# 🛍️ Retail Sales ETL & Analysis Project

This notebook demonstrates a complete ETL (Extract, Transform, Load) process on retail sales data for January and February. It includes SQL-style queries and visualizations for insight generation.

In [None]:
import pandas as pd
import sqlite3
import matplotlib.pyplot as plt
import seaborn as sns
sns.set(style="whitegrid")


## 📥 Step 1: Extract Data

In [None]:
sales_jan = pd.read_csv('sales_jan.csv')
sales_feb = pd.read_csv('sales_feb.csv')
products = pd.read_csv('products.csv')

# Combine sales data
sales = pd.concat([sales_jan, sales_feb])
sales.head()

## 🔄 Step 2: Transform Data

In [None]:
# Calculate total amount
sales['TotalAmount'] = sales['Quantity'] * sales['Price']

# Merge with product info
sales = sales.merge(products, on='ProductID')

# Convert date column
sales['Date'] = pd.to_datetime(sales['Date'])
sales.head()

## 💾 Step 3: Load into SQLite Database

In [None]:
conn = sqlite3.connect('retail.db')
sales.to_sql('sales_data', conn, if_exists='replace', index=False)

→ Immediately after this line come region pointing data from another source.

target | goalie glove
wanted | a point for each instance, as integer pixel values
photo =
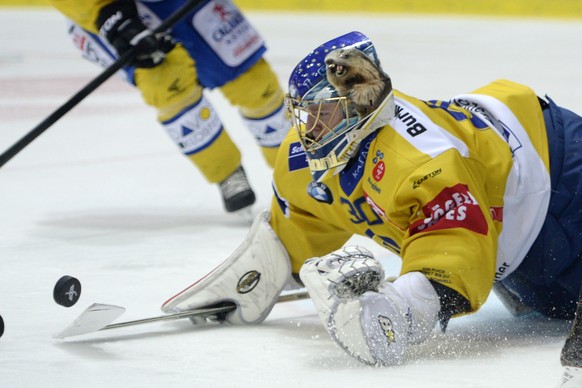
(371, 319)
(120, 25)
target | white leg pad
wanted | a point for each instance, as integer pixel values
(252, 278)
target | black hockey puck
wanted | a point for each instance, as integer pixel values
(67, 291)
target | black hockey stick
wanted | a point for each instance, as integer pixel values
(98, 317)
(91, 86)
(571, 355)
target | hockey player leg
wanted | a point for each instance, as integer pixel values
(194, 125)
(259, 98)
(372, 320)
(252, 278)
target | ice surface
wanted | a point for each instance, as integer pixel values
(104, 196)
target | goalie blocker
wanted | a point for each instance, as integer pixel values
(251, 278)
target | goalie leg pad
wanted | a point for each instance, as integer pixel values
(252, 278)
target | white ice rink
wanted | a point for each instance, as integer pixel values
(104, 196)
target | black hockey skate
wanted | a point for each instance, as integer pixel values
(236, 192)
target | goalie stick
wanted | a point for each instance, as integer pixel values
(98, 317)
(91, 86)
(571, 355)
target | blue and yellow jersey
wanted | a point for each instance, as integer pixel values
(458, 189)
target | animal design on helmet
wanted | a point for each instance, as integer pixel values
(338, 95)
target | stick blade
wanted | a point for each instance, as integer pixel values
(93, 319)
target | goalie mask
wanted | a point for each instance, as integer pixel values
(338, 95)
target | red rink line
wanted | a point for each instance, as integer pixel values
(55, 86)
(36, 97)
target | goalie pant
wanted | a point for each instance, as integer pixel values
(549, 278)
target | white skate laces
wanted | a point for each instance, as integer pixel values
(365, 315)
(351, 272)
(340, 276)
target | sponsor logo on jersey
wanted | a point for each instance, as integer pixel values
(418, 182)
(248, 282)
(454, 207)
(500, 274)
(413, 125)
(377, 209)
(320, 192)
(380, 167)
(297, 158)
(496, 213)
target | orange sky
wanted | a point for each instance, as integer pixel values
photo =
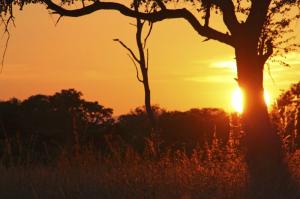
(79, 53)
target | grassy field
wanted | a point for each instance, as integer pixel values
(210, 173)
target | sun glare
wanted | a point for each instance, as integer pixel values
(237, 100)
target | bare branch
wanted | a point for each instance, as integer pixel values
(128, 49)
(136, 68)
(161, 4)
(148, 34)
(57, 21)
(229, 17)
(147, 63)
(153, 17)
(269, 46)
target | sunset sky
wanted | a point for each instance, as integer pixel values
(80, 53)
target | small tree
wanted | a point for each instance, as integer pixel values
(142, 60)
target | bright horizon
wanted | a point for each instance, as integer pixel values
(79, 53)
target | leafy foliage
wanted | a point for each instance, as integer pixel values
(286, 116)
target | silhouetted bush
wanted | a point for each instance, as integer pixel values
(41, 125)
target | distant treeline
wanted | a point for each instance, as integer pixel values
(45, 124)
(42, 126)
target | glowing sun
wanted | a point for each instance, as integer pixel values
(237, 100)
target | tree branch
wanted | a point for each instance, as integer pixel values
(148, 34)
(137, 70)
(153, 17)
(229, 17)
(128, 49)
(161, 4)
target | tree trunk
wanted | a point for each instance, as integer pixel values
(148, 101)
(264, 155)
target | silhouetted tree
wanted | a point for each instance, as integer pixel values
(46, 124)
(177, 130)
(255, 29)
(142, 60)
(286, 116)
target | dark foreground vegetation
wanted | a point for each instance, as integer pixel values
(62, 146)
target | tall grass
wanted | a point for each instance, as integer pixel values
(214, 172)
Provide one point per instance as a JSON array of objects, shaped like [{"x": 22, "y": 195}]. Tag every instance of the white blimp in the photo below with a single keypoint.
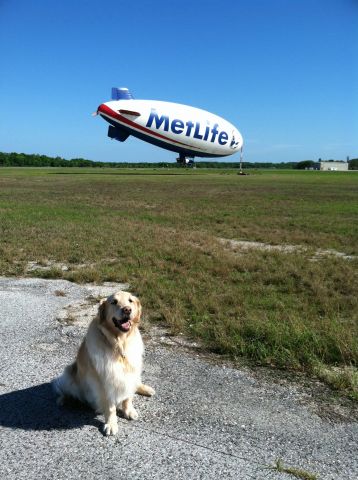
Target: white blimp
[{"x": 188, "y": 131}]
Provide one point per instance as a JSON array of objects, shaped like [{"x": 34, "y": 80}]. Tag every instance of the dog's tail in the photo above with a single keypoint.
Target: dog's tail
[{"x": 65, "y": 385}]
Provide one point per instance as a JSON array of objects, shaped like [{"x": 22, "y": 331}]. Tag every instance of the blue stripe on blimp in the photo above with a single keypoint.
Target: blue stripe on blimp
[{"x": 161, "y": 143}]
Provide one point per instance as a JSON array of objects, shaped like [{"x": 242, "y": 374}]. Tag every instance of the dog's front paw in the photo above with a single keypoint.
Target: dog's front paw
[
  {"x": 131, "y": 414},
  {"x": 111, "y": 428}
]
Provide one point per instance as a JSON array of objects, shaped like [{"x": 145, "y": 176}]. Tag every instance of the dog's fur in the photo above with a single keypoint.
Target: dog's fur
[{"x": 107, "y": 371}]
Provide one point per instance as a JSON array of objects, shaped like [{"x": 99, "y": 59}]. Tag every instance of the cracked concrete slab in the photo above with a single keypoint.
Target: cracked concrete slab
[{"x": 206, "y": 421}]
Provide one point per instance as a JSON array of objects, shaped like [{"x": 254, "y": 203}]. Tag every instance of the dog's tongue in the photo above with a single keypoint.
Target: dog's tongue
[{"x": 126, "y": 325}]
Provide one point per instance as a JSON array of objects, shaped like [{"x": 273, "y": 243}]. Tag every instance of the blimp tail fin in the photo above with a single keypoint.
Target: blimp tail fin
[
  {"x": 121, "y": 94},
  {"x": 117, "y": 133}
]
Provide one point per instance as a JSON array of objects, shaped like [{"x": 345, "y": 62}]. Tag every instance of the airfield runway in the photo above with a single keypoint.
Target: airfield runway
[{"x": 207, "y": 421}]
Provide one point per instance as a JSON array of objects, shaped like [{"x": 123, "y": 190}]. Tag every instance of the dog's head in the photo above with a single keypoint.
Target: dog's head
[{"x": 120, "y": 312}]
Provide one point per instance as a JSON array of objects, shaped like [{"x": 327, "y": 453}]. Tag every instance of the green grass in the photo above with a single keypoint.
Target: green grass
[{"x": 159, "y": 231}]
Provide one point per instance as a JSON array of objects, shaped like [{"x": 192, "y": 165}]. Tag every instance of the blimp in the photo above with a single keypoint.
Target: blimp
[{"x": 188, "y": 131}]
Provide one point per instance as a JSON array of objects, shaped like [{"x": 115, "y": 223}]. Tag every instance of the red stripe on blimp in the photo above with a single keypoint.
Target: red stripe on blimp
[{"x": 112, "y": 114}]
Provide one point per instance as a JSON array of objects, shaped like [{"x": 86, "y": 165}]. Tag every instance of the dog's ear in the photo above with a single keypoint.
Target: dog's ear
[{"x": 102, "y": 310}]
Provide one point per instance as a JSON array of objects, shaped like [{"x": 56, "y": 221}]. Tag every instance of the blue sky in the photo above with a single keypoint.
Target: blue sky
[{"x": 285, "y": 72}]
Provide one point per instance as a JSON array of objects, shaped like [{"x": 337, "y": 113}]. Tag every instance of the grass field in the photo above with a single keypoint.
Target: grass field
[{"x": 160, "y": 231}]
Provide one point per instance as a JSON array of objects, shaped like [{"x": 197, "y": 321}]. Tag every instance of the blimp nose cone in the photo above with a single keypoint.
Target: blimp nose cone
[{"x": 101, "y": 108}]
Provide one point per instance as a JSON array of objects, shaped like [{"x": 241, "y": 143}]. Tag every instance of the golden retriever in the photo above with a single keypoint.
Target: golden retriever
[{"x": 107, "y": 371}]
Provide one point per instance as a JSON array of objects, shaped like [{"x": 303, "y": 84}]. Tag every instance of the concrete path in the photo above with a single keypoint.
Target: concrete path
[{"x": 206, "y": 421}]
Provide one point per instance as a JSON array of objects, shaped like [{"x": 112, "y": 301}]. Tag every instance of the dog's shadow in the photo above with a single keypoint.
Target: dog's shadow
[{"x": 35, "y": 408}]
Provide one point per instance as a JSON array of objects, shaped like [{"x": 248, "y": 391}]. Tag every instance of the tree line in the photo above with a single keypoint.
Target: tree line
[{"x": 34, "y": 160}]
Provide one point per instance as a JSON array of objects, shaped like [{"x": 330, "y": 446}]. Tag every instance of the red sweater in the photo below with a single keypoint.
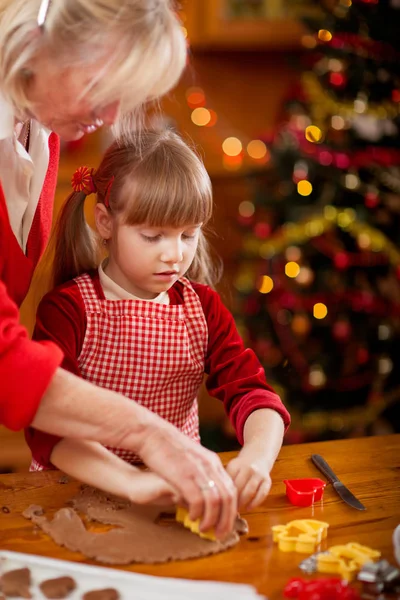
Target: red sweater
[
  {"x": 26, "y": 367},
  {"x": 235, "y": 376}
]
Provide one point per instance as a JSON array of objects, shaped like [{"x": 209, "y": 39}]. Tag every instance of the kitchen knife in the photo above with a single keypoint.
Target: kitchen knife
[{"x": 338, "y": 486}]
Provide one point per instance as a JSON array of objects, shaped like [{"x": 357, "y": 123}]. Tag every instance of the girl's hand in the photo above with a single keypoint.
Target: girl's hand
[{"x": 252, "y": 481}]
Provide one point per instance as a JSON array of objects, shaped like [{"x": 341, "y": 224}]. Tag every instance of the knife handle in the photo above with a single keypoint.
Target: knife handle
[{"x": 323, "y": 466}]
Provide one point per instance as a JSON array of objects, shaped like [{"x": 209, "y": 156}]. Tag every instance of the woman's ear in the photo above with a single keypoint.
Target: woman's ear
[{"x": 103, "y": 220}]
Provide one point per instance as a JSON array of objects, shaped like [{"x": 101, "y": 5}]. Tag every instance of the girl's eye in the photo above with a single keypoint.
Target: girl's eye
[{"x": 151, "y": 238}]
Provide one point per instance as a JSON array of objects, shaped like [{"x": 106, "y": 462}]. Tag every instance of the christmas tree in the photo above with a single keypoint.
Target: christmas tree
[{"x": 319, "y": 273}]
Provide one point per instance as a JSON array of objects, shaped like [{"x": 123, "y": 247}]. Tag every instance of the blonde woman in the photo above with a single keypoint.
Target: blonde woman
[
  {"x": 68, "y": 67},
  {"x": 145, "y": 321}
]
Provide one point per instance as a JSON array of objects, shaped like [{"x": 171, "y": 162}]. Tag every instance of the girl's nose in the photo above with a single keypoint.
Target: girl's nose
[
  {"x": 173, "y": 253},
  {"x": 109, "y": 113}
]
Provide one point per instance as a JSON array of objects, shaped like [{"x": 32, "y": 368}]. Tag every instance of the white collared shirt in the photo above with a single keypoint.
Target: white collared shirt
[
  {"x": 22, "y": 174},
  {"x": 113, "y": 291}
]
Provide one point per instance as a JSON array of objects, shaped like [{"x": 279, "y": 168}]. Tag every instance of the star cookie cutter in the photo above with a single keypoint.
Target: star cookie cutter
[
  {"x": 301, "y": 535},
  {"x": 344, "y": 560},
  {"x": 182, "y": 516}
]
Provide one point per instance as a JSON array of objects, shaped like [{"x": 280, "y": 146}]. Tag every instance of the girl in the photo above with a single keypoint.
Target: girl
[
  {"x": 146, "y": 322},
  {"x": 68, "y": 67}
]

## 📊 Step 4: SQL Queries for Insights

In [None]:
query = '''
SELECT strftime('%Y-%m', Date) AS Month, SUM(TotalAmount) AS Revenue
FROM sales_data
GROUP BY Month
'''
pd.read_sql(query, conn)

In [None]:
query = '''
SELECT ProductName, SUM(TotalAmount) AS TotalRevenue
FROM sales_data
GROUP BY ProductName
ORDER BY TotalRevenue DESC
LIMIT 5
'''
pd.read_sql(query, conn)

In [None]:
query = '''
SELECT Category, SUM(Quantity) AS TotalSold
FROM sales_data
GROUP BY Category
ORDER BY TotalSold DESC
'''
pd.read_sql(query, conn)

In [None]:
query = '''
SELECT AVG(TotalAmount) AS AvgOrderValue
FROM sales_data
'''
pd.read_sql(query, conn)

## 📈 Step 5: Visualizations

In [None]:
# Monthly revenue bar chart
monthly_sales = sales.groupby(sales['Date'].dt.to_period('M'))['TotalAmount'].sum()
monthly_sales.plot(kind='bar', title='Monthly Sales Revenue', ylabel='Revenue', xlabel='Month')
plt.show()


In [None]:
# Category-wise sales pie chart
category_sales = sales.groupby('Category')['TotalAmount'].sum()
category_sales.plot(kind='pie', autopct='%1.1f%%', title='Sales by Category')
plt.ylabel('')
plt.show()


## 🧠 Step 6: Business Insights & Recommendations

- **Insight 1:** Revenue increased in February, mainly driven by smartphone sales.
- **Insight 2:** Electronics dominate the revenue share.
- **Recommendation:** Focus marketing efforts on top-performing products and consider bundling accessories like chargers with smartphones.